Paul Irish also discusses this in his blog post from Feb. 2012:

http://www.paulirish.com/2012/box-sizing-border-box-ftw/


Modded up, but I really hope most frontend folk on HN already know about border-box.

Short ver: float two 50% widths beside each other. Change padding as you like later and not have stuff break.

I have been doing this for a year now, it's godlike especially for in-browser design.


Another great use is combining percentages with pixel values. 100% wide with a 30px border? Simple. Used to be impossible with only one element.


Border box is also a godsend when dealing with nicely laid out form inputs because unlike elements like divs you can't get away with nesting child elements to get the desired effect, and you typically have borders on those fields. Need a textarea to fill a certain space? Set it to 100% and forget it.


From my understanding most browser use border-box on form elements by default anyway. That's why they often look different from other elements with the same styling.


I don't think so. There are endless blog articles online that have addressed this, e.g. http://davidwalsh.name/textarea-width


I was going by this, http://www.paulirish.com/wp-content/uploads/2011/gplus-boxsi..., which I believe doesn't include textarea as one of the elements involved.
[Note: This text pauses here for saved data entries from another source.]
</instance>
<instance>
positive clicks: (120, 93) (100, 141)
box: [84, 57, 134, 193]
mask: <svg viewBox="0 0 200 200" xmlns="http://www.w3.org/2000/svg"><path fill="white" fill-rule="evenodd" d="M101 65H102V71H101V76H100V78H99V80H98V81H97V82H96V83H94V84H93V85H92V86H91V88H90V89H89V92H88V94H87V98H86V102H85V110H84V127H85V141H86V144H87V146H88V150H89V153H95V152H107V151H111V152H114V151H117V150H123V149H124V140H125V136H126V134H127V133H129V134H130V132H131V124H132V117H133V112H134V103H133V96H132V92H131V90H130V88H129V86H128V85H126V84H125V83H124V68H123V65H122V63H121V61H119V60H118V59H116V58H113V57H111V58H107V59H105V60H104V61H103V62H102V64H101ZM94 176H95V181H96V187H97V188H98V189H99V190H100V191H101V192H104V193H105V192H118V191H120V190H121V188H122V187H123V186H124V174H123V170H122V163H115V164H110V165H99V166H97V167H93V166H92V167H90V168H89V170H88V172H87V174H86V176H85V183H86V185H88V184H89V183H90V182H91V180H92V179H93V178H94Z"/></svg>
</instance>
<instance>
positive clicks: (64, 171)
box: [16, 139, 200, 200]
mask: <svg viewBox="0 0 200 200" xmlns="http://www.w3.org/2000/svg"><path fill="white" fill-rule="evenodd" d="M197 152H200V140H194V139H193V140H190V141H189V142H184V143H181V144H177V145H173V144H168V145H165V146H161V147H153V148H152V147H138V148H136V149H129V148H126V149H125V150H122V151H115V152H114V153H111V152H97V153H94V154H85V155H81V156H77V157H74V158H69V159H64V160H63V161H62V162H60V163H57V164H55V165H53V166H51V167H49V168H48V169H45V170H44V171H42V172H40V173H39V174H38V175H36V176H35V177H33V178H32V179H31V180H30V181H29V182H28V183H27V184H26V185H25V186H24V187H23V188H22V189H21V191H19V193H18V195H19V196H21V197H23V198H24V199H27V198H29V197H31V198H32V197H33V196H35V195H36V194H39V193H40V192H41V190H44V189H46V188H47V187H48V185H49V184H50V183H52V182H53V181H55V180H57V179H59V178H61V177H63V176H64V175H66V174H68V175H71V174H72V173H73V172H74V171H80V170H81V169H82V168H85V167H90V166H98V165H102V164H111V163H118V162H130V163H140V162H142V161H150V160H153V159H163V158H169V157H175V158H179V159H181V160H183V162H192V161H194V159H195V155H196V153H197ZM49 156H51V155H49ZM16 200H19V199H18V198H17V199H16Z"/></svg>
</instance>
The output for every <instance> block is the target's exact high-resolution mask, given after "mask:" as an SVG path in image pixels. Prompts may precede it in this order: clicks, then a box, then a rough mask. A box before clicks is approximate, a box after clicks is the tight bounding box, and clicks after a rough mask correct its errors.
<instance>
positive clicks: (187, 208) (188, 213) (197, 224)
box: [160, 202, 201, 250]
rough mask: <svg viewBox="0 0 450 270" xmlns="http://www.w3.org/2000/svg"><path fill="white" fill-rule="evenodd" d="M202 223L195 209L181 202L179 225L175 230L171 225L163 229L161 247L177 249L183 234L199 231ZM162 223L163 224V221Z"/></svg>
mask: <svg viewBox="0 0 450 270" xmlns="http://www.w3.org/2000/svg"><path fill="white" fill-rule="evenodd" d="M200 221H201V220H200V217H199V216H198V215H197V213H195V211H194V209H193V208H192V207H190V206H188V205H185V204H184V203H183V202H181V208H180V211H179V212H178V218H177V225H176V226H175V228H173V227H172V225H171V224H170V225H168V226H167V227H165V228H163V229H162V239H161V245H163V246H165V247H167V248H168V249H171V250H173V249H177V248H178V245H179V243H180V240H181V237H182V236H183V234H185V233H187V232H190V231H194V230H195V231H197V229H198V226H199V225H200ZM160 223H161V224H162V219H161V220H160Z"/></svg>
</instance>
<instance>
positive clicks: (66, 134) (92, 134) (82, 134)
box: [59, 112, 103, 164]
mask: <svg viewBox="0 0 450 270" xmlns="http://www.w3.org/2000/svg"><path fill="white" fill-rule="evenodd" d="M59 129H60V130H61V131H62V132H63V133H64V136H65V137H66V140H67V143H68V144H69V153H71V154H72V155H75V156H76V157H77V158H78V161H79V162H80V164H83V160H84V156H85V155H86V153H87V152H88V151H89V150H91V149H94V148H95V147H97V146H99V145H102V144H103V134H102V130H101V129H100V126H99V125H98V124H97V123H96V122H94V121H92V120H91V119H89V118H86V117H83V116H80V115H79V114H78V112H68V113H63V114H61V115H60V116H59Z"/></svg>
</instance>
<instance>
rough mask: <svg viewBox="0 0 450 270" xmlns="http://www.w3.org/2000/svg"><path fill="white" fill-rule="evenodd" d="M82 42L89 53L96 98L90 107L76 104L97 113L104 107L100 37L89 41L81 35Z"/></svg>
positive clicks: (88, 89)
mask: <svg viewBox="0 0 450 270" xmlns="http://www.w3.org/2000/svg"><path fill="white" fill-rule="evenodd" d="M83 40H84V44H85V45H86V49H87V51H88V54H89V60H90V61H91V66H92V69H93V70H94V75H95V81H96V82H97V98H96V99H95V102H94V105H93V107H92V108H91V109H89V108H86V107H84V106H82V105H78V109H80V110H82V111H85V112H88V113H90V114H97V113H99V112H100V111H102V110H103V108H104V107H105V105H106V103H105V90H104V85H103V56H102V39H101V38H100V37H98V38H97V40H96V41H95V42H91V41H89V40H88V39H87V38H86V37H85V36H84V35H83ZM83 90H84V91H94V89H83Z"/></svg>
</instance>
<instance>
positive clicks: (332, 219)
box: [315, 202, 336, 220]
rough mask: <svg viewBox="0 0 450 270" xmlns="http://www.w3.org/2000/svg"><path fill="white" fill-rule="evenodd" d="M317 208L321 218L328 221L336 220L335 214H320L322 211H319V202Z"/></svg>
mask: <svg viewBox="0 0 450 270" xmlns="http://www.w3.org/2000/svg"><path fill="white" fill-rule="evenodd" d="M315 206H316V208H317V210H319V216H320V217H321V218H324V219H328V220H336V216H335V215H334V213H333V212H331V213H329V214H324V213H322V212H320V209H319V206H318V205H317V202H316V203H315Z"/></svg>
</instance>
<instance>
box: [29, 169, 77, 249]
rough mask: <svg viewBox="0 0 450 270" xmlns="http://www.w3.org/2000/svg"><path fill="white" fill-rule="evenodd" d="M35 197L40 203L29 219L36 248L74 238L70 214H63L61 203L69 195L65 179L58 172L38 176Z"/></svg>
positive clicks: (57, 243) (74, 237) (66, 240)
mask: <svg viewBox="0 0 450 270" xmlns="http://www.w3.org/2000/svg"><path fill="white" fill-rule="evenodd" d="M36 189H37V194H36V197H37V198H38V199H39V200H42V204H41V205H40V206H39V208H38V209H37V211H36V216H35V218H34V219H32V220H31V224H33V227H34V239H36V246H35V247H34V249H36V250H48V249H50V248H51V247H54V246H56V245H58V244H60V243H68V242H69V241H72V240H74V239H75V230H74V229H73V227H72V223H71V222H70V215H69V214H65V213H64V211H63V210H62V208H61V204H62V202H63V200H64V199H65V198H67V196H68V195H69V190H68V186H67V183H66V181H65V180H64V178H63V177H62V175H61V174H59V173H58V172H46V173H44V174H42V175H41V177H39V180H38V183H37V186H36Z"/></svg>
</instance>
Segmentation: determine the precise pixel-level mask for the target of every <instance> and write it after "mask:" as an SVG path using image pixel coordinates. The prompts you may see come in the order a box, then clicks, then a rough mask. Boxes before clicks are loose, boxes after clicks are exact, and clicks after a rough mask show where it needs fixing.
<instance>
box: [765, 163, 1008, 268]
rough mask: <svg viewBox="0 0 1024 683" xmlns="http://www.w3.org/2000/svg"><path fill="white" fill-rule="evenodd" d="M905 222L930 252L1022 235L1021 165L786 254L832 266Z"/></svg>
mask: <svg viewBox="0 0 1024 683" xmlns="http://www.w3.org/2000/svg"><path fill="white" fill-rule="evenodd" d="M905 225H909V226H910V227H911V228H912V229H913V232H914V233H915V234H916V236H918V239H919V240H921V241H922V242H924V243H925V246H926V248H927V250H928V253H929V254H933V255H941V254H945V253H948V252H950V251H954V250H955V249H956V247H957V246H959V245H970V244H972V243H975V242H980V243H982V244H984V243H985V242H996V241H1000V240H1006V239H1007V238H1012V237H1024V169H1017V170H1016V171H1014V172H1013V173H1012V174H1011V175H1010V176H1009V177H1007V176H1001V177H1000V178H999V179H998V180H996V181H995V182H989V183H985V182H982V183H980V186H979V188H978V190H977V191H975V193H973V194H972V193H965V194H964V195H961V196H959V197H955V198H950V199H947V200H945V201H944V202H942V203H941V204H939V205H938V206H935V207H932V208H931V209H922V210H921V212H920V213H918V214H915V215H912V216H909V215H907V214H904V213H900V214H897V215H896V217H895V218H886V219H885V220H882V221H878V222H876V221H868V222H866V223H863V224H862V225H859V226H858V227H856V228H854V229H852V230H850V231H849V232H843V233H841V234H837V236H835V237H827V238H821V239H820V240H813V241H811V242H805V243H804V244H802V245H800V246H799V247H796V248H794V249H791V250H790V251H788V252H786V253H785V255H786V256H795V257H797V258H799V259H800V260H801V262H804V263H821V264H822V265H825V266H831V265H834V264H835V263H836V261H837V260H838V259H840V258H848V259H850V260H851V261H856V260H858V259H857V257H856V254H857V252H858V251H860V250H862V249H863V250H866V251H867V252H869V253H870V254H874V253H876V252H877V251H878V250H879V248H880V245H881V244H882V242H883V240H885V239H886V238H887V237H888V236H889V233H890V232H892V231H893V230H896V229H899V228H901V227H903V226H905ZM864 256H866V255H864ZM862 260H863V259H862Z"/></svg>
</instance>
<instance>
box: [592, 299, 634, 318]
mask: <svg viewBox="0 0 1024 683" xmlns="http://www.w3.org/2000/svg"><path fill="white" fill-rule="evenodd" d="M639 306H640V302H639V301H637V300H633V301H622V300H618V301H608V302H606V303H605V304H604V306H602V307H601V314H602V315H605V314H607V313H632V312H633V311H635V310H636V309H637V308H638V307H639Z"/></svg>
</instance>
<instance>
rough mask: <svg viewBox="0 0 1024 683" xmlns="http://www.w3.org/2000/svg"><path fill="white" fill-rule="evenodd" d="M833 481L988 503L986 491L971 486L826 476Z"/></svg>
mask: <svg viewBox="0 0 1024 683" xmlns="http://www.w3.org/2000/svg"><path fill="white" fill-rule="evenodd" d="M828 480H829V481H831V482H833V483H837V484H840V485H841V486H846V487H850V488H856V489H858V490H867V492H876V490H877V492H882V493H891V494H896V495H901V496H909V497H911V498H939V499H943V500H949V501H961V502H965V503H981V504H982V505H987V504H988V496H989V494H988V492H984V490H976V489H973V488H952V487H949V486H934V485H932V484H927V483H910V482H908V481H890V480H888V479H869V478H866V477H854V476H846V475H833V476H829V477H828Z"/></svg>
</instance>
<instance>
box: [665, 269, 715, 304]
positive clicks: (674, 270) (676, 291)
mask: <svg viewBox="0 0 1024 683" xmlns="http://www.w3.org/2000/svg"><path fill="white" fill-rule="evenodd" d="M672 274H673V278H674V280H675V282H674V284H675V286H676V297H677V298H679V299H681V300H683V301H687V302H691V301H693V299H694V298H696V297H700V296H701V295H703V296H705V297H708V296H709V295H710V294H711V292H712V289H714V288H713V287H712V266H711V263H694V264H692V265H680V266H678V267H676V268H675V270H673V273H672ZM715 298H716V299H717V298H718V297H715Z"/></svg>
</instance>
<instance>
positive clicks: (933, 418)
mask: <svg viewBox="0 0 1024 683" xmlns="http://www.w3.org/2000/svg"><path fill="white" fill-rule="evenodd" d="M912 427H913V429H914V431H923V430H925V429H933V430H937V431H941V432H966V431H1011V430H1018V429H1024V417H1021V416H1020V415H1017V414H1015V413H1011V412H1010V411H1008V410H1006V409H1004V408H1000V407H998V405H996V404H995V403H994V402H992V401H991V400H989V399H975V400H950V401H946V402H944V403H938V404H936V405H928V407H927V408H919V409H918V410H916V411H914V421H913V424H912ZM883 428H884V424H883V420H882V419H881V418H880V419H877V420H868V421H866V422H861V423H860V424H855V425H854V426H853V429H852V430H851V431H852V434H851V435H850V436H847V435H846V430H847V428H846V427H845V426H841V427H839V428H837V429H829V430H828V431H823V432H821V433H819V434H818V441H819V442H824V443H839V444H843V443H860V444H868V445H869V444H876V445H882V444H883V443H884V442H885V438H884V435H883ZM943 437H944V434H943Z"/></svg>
What I've been trying to figure out for years is when/why content-box would be a desirable state of affairs.

Most of the time, you know the border-box width (and probably the padding and border) want the browser to figure out the content-width, which is why the standard box model always seemed like a pain, because it makes you do that instead (assuming you're using units where that's even possible).

I'm trying to think of a situation where that'd be useful -- where it'd be helpful from a layout perspective to start with content-width -- so I could figure out what the w3 folks were thinking, but I've always had trouble with that. Has anybody figured this out?


I'm guessing some of that could be due to taking the wrong path initially then leaving things the way they are. Platforms like WPF/Silverlight fixed these headaches years ago right from their conception.


probably they wanted to go against IE as a behavioural pattern :)


Legacy IE got few things right, this was one of them.


For those of you who don't know, Bootstrap 3 uses border-box for everything by default. Anyone who has worked with front end design a bit has probably cringed many times at the thought of having to assign the full dimensions of the box you want to an outer div, then create an inner div with padding in order to achieve the same result that border-box solves. Didn't IE also invent @font-face?


Pretty surprised that this basic, well known style rule is front page. I guess it's not as well known as I thought.